One of the first friends I’ve had the joy of meeting here in the Hill Country has been my friend Lori. Our friendship has become proof that people from different places of faith can get along and even grow in their beliefs. Lori has enriched my life in many ways. But first, I want to talk about how we became friends.
Lori emailed me through this wonderful newspaper and shared her respect and appreciation for the Jewish people. After a few more emails were exchanged, I was excited to finally meet my first Texas friend for coffee at a lovely little place called The Loft.
Ever since then, we’ve exchanged thoughts about the complex relationship between Jews and Christians. One topic that remains of abiding interest to me is the peculiar fascination many Christians have about Jews. I remember sitting in Sunday School and taking in countless teachings about the “end times” and how the Jewish people, namely Israel, fit in with the Rapture, Armageddon and even the antichrist. I’ve been taught that the antichrist has to emerge from the Jewish people. In the past 8 years, I’ve immersed myself in Judaism and haven’t found much emphasis on the end of the world. Rather, the focus is on repairing the damage that has been done to the Earth we’ve been gifted with.
Lori’s had the joy of visiting Israel; I’ve yet to have the honor. But I could see Jerusalem through her eyes; the Western Wall became real for me. I’ve heard people talk of visiting Israel before and am always wanting to hear more. One person told me that Israeli’s are more intimate with body space, they don’t keep as much distance between one another during everyday things like conversations.
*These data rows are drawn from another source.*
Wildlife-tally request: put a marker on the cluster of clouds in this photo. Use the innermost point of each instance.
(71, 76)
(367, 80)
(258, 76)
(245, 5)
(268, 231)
It’s also been joked the reason for this is because the country is so tiny; they don’t have much room to do otherwise.
And of children, we find many points of agreement and our kids enjoy playing together. My stepdaughter adores Lori’s children. And it’s very neat to me how people of faith actually share common values and imparts them to their kids. We value integrity, kindness, honesty and respect for one another, even in places of differences. Maybe these common threads are the things that bring interfaith groups together to dialogue? I used to think the differences between all of us could never be bridged. Now I’m seeing that we might not ever completely agree on everything, but on places that matter the most, we arrive when we need to.
Thank you Lori; may we be friends for years to come and thank your friends for reading this column each week!